Nearly 10% ( = 19,315) of participants reported having Long COVID. Multivariable logistic regression models, adjusted for a range of variables (demographic, co-morbidity and time), showed that participants in the most deprived decile had a higher risk of Long COVID (11.4% vs. 8.2%; adjusted odds ratio (aOR): 1.46; 95% confidence interval (CI): 1.34, 1.59) compared to the least deprived decile. Significantly higher inequalities (most vs. least deprived decile) in Long COVID existed in healthcare and patient-facing roles (aOR: 1.76; 95% CI: 1.27, 2.44), in the education sector (aOR: 1.68; 95% CI: 1.31, 2.16) and in women (aOR: 1.56; 95% CI: 1.40, 1.73) than men (aOR: 1.32; 95% CI: 1.15, 1.51).
This study provides insights into the heterogeneous degree of inequality in Long COVID by deprivation, sex and occupation. These findings will help inform public health policies and interventions in incorporating a social justice and health inequality lens.
评估社会经济剥夺对长新冠的风险,并进一步按性别和职业检查不平等现象。
我们使用 2020 年 4 月 26 日至 2022 年 1 月 31 日期间进行的 ONS COVID-19 感染调查的纵向数据进行了一项基于人群的回顾性队列研究。这是英国最大的全国性 COVID-19 代表性调查,对职业、COVID-19 暴露和长新冠有纵向数据。
英国社区调查。
共 201799 名年龄在 16 至 64 岁之间且感染严重急性呼吸综合征冠状病毒 2(SARS-CoV-2)的参与者。

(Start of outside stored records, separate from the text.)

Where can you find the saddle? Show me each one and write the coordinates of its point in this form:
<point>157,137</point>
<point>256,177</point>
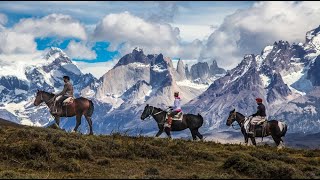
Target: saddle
<point>177,117</point>
<point>259,126</point>
<point>68,101</point>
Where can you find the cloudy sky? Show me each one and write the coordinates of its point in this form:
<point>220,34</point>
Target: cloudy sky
<point>96,34</point>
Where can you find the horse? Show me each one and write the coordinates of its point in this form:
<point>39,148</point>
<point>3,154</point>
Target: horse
<point>80,106</point>
<point>191,121</point>
<point>274,128</point>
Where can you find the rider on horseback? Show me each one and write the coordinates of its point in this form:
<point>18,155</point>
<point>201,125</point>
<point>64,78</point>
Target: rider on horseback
<point>63,95</point>
<point>259,117</point>
<point>175,109</point>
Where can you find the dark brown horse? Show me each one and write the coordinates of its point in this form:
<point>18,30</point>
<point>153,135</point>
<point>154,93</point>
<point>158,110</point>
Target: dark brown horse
<point>274,128</point>
<point>193,122</point>
<point>80,106</point>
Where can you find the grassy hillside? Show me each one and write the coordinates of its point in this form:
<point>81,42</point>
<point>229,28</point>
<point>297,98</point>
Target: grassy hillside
<point>30,152</point>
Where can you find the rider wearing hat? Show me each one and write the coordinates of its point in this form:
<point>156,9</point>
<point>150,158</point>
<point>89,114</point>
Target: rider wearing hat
<point>258,117</point>
<point>63,95</point>
<point>175,109</point>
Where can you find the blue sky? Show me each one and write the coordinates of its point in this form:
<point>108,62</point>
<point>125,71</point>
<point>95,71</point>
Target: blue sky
<point>95,34</point>
<point>90,13</point>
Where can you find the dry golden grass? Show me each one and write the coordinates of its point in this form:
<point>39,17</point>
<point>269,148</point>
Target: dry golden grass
<point>31,152</point>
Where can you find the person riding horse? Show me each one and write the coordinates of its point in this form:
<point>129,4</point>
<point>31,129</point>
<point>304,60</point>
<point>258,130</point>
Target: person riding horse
<point>175,109</point>
<point>257,118</point>
<point>63,95</point>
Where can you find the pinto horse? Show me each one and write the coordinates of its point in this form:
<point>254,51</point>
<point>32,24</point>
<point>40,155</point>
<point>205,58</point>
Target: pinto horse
<point>193,122</point>
<point>80,106</point>
<point>274,128</point>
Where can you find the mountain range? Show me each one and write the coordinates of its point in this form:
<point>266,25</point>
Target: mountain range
<point>284,75</point>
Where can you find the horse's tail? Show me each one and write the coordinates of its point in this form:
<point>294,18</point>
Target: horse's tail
<point>285,128</point>
<point>201,119</point>
<point>91,108</point>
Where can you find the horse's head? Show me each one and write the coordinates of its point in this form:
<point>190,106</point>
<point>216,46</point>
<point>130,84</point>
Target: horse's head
<point>39,98</point>
<point>232,117</point>
<point>146,112</point>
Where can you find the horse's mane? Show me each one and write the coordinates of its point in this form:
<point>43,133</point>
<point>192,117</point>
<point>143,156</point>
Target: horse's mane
<point>156,108</point>
<point>241,114</point>
<point>51,94</point>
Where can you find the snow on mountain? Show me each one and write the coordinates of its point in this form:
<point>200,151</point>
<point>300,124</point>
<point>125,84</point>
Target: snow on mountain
<point>285,76</point>
<point>18,89</point>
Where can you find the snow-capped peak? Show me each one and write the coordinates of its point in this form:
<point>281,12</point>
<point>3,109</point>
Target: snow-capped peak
<point>53,53</point>
<point>138,49</point>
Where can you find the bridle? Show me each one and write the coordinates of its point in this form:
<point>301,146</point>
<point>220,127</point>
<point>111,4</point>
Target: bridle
<point>235,120</point>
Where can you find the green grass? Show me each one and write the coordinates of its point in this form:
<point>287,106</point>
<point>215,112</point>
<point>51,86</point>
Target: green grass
<point>31,152</point>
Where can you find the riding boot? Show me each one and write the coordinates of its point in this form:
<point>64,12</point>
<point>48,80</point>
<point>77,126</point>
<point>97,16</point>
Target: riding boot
<point>170,121</point>
<point>251,129</point>
<point>54,109</point>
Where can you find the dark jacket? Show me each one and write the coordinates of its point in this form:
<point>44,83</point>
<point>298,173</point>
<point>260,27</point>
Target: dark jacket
<point>261,111</point>
<point>67,90</point>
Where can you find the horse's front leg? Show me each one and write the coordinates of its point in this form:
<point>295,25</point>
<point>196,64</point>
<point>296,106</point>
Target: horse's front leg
<point>159,132</point>
<point>78,122</point>
<point>167,130</point>
<point>253,140</point>
<point>246,139</point>
<point>245,135</point>
<point>57,119</point>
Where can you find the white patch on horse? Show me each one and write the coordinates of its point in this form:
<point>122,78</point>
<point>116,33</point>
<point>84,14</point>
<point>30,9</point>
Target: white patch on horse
<point>281,126</point>
<point>246,124</point>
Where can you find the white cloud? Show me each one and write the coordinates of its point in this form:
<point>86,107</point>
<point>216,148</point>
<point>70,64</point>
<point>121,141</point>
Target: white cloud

根据多种剥夺指数(IMD)评估 SARS-CoV-2 感染后至少 4 周时长新冠的风险,以及社会经济剥夺对性别和职业的修饰作用。
近 10%( = 19315)的参与者报告患有长新冠。多变量逻辑回归模型调整了一系列变量(人口统计学、合并症和时间)后显示,处于最贫困十分位的参与者患长新冠的风险更高(11.4%比 8.2%;调整后的优势比(aOR):1.46;95%置信区间(CI):1.34,1.59)与最不贫困十分位相比。在医疗保健和面向患者的角色(aOR:1.76;95%CI:1.27,2.44)、教育部门(aOR:1.68;95%CI:1.31,2.16)和女性(aOR:1.56;95%CI:1.40,1.73)中,长新冠的不平等程度(最高与最低贫困十分位)明显高于男性(aOR:1.32;95%CI:1.15,1.51)。
本研究深入了解了长新冠在社会经济剥夺、性别和职业方面的异质性不平等程度。这些发现将有助于为公共卫生政策和干预措施提供信息,以纳入社会公正和健康不平等的视角。